В этих условиях престиж истории возрастает точно в такой же мере, как и престиж метафизики, которая никогда не была так резко противопоставлена ей, не только в отношении своих объектов, но и в отношении своей надежности, полезности и влияния. Философы по профессии помещают историю на трон бывшей царицы всех наук, а также воздают ей должное от имени философии, как действительной науке о первых основаниях знания всего человеческого знания. "Природа, говорят они, которая всегда остается одной и той же и всегда в согласии с собой, тогда как метафизика получает новую форму от каждого самостоятельно мыслящего человека и беспрестанно вступает в спор через своих администраторов, – природа есть истина, которая открывается не более чистому разуму метафизика, чем сырой чувственности легкомысленного человека. Она говорит громко и в целом понятно через голос истории, через который она зовет здравый смысл обратно из пустых комнат удовольствий спекуляции на сцену реального мира, где она раскрывает свои законы, которые только и могут быть названы универсально обоснованными принципами, в своих работах и действиях."

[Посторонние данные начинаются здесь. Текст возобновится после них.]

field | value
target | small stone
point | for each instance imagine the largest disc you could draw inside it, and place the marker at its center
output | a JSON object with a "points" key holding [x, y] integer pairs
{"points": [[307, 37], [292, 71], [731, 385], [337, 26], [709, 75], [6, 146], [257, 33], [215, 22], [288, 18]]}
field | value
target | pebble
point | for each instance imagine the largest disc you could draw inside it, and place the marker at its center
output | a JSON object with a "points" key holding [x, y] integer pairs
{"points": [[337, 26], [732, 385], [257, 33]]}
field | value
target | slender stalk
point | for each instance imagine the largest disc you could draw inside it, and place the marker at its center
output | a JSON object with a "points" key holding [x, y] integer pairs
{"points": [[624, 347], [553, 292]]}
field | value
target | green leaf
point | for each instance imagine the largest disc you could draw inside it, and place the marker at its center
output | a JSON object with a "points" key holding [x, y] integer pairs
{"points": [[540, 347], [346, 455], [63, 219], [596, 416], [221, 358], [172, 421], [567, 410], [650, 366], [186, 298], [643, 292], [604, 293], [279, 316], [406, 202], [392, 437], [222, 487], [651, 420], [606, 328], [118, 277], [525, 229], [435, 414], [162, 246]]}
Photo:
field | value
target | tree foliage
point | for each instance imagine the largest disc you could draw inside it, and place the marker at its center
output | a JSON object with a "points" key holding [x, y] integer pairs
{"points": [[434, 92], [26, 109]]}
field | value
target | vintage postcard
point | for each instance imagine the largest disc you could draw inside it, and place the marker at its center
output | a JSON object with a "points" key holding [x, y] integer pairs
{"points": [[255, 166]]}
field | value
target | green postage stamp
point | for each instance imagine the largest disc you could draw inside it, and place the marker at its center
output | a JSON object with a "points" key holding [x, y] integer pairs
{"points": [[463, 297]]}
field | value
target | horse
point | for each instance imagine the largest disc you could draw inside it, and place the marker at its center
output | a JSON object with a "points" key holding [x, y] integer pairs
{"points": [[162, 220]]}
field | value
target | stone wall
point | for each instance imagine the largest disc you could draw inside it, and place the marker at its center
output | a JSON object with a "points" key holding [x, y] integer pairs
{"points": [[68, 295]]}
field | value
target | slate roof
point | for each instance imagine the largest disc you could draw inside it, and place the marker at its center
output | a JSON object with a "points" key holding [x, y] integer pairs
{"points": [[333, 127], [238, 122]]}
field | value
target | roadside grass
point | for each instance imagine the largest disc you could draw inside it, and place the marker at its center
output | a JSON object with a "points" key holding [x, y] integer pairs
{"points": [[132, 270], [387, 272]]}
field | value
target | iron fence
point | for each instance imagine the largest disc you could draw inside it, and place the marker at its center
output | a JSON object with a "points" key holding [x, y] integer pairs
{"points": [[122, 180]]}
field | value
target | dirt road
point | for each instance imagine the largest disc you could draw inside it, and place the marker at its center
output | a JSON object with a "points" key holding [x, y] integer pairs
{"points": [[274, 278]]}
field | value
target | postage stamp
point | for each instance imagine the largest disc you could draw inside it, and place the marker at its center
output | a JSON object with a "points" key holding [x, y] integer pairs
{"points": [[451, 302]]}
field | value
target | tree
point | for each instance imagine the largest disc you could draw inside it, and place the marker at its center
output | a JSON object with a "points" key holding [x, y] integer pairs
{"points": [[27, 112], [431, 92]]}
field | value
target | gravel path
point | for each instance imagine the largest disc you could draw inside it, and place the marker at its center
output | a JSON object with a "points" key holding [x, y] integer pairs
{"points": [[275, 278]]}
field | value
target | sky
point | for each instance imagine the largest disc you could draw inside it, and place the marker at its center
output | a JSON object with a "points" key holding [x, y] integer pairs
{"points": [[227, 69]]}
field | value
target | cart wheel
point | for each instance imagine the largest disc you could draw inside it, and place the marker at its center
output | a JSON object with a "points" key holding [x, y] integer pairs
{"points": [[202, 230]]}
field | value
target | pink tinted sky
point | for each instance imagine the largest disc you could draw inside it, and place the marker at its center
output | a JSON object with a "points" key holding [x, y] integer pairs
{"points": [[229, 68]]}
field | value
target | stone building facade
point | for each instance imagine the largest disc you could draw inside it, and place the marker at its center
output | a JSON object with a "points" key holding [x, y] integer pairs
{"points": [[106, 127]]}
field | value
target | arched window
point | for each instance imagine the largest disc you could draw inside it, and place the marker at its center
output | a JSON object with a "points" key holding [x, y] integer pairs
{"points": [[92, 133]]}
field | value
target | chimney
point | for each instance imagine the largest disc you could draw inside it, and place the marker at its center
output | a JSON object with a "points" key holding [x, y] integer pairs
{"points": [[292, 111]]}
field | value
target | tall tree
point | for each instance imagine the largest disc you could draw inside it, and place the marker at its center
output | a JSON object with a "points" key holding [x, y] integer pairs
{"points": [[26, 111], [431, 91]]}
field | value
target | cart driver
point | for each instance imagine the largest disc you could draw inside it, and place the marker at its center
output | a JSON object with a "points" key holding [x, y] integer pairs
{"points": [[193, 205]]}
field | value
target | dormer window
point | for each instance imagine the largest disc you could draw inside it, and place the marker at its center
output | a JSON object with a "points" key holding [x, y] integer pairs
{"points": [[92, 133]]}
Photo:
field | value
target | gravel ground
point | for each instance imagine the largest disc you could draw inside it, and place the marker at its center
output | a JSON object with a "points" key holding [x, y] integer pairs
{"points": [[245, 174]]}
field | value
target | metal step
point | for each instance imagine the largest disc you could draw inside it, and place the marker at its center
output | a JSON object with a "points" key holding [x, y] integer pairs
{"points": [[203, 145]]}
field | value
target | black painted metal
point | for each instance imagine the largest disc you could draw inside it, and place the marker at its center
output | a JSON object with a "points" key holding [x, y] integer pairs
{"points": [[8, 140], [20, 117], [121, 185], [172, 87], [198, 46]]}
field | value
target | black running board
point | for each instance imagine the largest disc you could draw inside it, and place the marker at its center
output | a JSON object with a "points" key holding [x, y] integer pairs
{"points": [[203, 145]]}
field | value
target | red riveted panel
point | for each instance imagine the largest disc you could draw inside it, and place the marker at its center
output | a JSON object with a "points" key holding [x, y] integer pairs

Как бы единодушно ни обращались наши философы-эмпирики к природе и истории, о каких бы важных для человечества проблемах они ни говорили, они вряд ли смогут договориться между собой, когда им придется ответить на вопрос: что они понимают под природой и в какой области истории следует искать данные для решения такой задачи? То есть, когда они не смогут ни уклониться от этого вопроса ловким оборотом речи, ни, как это обычно бывает, отмахнуться от него как от метафизического размышления. Мало кто из тех, кто так часто употребляет слова «природа» и «история», дал отчет о значении этих слов. Они находят это тем более излишним, чем более привычными стали для них эти слова, двусмысленность которых так удобна для тех, кто привык пользоваться памятью и воображением больше, чем разумом. Тот, кто благодаря неумеренному поиску и накоплению материалов для мысли забыл саму мысль, обращается непосредственно к природе, вернее, к своему неопределенному представлению о ней, которое всегда достаточно широко и темно, чтобы принять и скрыть любое несоответствие, которое человек хочет втиснуть в свою окружность, в отношении тех оснований разводов, которые он может вывести из тонких собранных материалов ни одним из своих пяти чувств. Какая разница между объектами и науками, которые эмпирик объединяет под названиями природы и истории! Между информацией, которую так называемая естественная история дает через описания минералов, растений и животных, и которая время от времени значительно увеличивается искусственными опытами анатомии и химии, между информацией, которую антропология дает о человеке как о природном явлении, между выводами, которые антропология делает о человеке как о природном явлении, которое она может рассматривать в наблюдательной теории души как явление внутреннего чувства или в физиологии как явление внешнего чувства, и между выводами, которые наука, обычно обозначаемая словом история, если оно употребляется без всякого добавления, до сих пор делала о человеке в отношении его гражданской и нравственной культуры!